Fine-grained control over large language models (LLMs) remains a significant challenge, hindering their adaptability to diverse user needs. While Reinforcement Learning from Human Feedback (RLHF) shows promise in aligning LLMs, its reliance on scalar rewards often limits its ability to capture diverse user preferences in real-world applications. To address this limitation, we introduce the Directional Preference Alignment (DPA) framework. Unlike the scalar-reward RLHF, DPA incorporates multi-objective reward modeling to represent diverse preference profiles. Additionally, DPA models user preferences as directions (i.e., unit vectors) in the reward space to achieve user-dependent preference control.

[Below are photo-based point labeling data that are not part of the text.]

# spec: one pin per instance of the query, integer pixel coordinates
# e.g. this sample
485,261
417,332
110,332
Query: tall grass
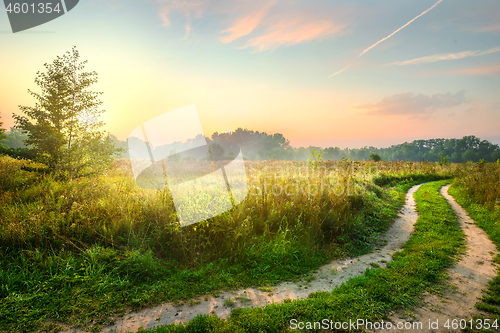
477,188
85,249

Our method involves training a multi-objective reward model and then fine-tuning the LLM with a preference-conditioned variant of Rejection Sampling Finetuning (RSF), an RLHF method adopted by Llama 2. This method enjoys a better performance trade-off across various reward objectives. In comparison with the scalar-reward RLHF, DPA offers users intuitive control over LLM generation: they can arithmetically specify their desired trade-offs (e.g., more helpfulness with less verbosity). We also validate the effectiveness of DPA with real-world alignment experiments on Mistral-7B. Our method provides straightforward arithmetic control over the trade-off between helpfulness and verbosity while maintaining competitive performance with strong baselines such as Direct Preference Optimization (DPO).

Arithmetic Control of LLMs

Arithmetic Prompting: Specify desired tradeoff of different reward objectives (e.g., helpfulness and verbosity) with a unit vector, such as (1,0), (0.8, -0.6) or (0,1).